Presented by PlayCo and Clubbed Thumb, Sarah Einspanier's Lunch Bunch begins its Off-Broadway run at 122CC, Second Floor Theatre March 15. Performances for the play, which stars Louisa Jacobson of HBO's Broadway-studded period drama The Gilded Age, will play through April 8.
Lunch Bunch is based on the real-life Bronx Defenders' lunch-sharing group, which Einspanier first heard about from a friend. The play explores how the characters cope with the systems that threaten their clients, and how lunch becomes a focus point for expressing care, competitiveness, and other feelings that can't be expressed. The script has almost no stage directions as Einspanier makes use of font sizes, codified punctuation, and spacing to layer the characters in moments of chaos and enforce moments of stillness.
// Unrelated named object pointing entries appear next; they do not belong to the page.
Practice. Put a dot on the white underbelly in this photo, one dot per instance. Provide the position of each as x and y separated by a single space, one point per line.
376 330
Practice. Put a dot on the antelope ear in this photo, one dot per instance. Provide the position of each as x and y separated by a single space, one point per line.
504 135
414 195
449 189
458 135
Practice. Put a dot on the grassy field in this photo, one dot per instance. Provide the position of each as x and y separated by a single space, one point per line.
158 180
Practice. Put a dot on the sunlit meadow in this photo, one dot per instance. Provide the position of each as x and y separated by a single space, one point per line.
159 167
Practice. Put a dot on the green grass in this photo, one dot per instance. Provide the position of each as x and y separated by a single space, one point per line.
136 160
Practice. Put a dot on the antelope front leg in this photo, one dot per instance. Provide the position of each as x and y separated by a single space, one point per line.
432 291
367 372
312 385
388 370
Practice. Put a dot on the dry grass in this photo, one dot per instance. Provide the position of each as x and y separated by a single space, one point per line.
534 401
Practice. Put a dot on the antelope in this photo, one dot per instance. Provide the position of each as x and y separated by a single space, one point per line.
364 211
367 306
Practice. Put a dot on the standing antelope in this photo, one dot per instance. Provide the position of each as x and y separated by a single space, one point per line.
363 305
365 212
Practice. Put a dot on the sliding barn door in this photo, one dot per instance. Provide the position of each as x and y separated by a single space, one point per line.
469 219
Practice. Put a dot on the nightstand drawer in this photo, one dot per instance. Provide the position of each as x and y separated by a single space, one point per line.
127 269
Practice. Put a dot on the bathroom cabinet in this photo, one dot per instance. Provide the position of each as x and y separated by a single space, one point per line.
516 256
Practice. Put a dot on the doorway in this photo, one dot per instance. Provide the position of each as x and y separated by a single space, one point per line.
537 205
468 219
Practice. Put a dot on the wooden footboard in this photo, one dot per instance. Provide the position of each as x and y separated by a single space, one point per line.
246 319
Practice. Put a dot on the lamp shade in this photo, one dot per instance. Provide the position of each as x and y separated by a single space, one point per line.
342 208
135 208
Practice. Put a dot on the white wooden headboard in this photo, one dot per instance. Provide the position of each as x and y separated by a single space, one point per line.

The cast stars, in addition to Jacobson, Janice Amaya (Shhhh, Mushroom), Tala Ashe (English, The Vagrant Trilogy), Ugo Chukwu (Oklahoma!, What To Send Up When It Goes Down), David Greenspan (Dead Mother, She Stoops to Comedy), Francis Mateo (Love to Love You Baby, Mother Courage), Jo Mei (Anatomy of a Suicide, The Great Wave), and Julia Sirna-Frest ([Porto], The Offending Gesture).
“This is a show about mutual care, about how we need people," explained Einspanier in an earlier statement. "What can we learn from these public defenders who are fighting against and within a system that seems to resist all attempts at change? What can their struggles, in their specific circumstances, teach us about our own? How might we combat the chaos of living? And in the process, embrace our own and one another’s absurdity, avoidance, obsession, and hunger as part of what makes us human.”
Tara Ahmadinejad directs the production which will feature set design by Jean Kim, costume design by Alice Tavener, lighting design by Oona Curley and Domino Mannheim, and sound design by Ben Vigus. Casting is by Stephanie Yankwitt and original casting is by Clubbed Thumb.
Ahmadinejad said, “Sometimes I feel like I’m working with a sports team; it's very challenging to perform. The actors have to work together as a team and rely on each other, while also evoking a sense of hunger and competition among them. This speaks to the lawyers’ experience, their striving in an inhospitable system to help their clients, their mutually supportive yet competitive lunch making, and the overall attempt to find balance and meaning in their lives.”
Einspanier first developed the play at Clubbed Thumb's Winterworks and Summerworks in 2019.